The most striking absence is greed.  While there are clear boundaries placed on personal space (every home has a structural perimeter ranging from substantial concrete walls to an insignificant piece of string).  But resources are shared.  Things asked for are readily rendered and returned just as readily.  Complimenting a person on their ear rings often elicits a spontaneous exchange for the item.

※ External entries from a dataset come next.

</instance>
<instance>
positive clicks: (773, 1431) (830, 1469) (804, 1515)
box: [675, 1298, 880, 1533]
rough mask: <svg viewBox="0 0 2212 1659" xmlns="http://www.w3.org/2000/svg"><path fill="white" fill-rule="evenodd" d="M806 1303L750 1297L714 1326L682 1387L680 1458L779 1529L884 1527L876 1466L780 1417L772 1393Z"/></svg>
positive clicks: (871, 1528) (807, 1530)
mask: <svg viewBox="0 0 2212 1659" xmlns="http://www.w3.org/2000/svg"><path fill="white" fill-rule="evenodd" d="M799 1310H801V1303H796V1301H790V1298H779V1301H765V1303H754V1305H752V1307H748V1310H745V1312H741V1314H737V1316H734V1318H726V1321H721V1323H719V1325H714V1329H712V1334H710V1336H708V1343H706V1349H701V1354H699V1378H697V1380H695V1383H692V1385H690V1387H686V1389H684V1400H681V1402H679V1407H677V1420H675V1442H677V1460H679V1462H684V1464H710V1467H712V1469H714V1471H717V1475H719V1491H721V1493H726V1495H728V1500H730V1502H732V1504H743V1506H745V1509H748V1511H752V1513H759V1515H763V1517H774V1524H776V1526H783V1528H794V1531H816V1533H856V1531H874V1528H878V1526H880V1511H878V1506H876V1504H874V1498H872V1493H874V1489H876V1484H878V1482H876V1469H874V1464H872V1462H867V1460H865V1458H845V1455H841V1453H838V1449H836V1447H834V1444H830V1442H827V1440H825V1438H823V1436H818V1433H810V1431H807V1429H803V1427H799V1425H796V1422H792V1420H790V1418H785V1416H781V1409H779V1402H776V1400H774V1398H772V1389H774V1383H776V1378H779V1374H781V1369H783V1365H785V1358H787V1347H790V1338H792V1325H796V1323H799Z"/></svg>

Everywhere you look, you see the human spirit triumphing over the material realities of the situation.  In dirt streets with open storm- and gray water-sewage in front of homes boasting the latest in latrine technology, you see people laughing as they sit in the shade on their porches and waving at the passers-by.  With our fiber-optic internet and wireless clouds and high-definition, 3D tv’s and glass-smooth asphalt, do we ever ask ourselves the price?  Why you can walk down the streets of the most opulently wealthy country in the world and never see a soul?
After 11 days, your trip comes to an end.  You feel this Nica world escaping you as you walk through Augustino C. Sandino airport, with its duty free shops and manequin-like sales women.  As you board the Continental flight, the artificiality of western life welcomes you back with air conditioning.